Chinese is a character-based language. Chinese characters express meaning and sometimes pronunciation. Each character has its own story and image. They contain thousands of years of Chinese wisdom, culture and philosophy.
The first 100 Chinese Character book emphases basic Chinese character learning. 象形字xiànɡxínɡzì, the hieroglyph characters, are pictographic. The characters are also indicative of single components (独体字dútǐzì), which makes them fun and easy to learn. The ancient Chinese used abstract symbols to indicate meaning. The second reason I arranged this way is that, 80-85% complex characters which were developed later on are combinations of 独体字dútǐzì,and most of these characters have one part often indicate the meaning which known as ‘radicals’. The another component(s) often express where pronunciation comes from. You will find more of these characters in the second 100 Chinese Character book.

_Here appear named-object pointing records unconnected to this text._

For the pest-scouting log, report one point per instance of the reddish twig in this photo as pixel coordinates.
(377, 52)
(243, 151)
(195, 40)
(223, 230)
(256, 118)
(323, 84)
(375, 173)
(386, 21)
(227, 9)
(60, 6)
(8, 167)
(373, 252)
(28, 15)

Another important aspect of this book is that I introduce several basic radicals, and give common characters that have each radical right after as an exercise and extension. Hopefully this way it will help learners relate from character to character. For example “口” kǒu, mouth, to “吗” ma question modal particle and “叫” jiàoto call, to be called.
Each character has its pinyin on the top, and the English meaning at the bottom. Often time one characters might have several English meanings, so we recommend learners apply them under contexts. The exercise would be expand one character to a 2-character-word, then into a short phrase, and eventually try it out in sentences. The red part in each character indicates the radical. The grey boxes are for learners to trace the character 7 times before they start to write their own. Tracing and imitating are helpful for learners to have better form. There are enough empty boxes to practice writing. We would suggest learners to apply the character in sentences. Making sentences with new words is efficient for learning.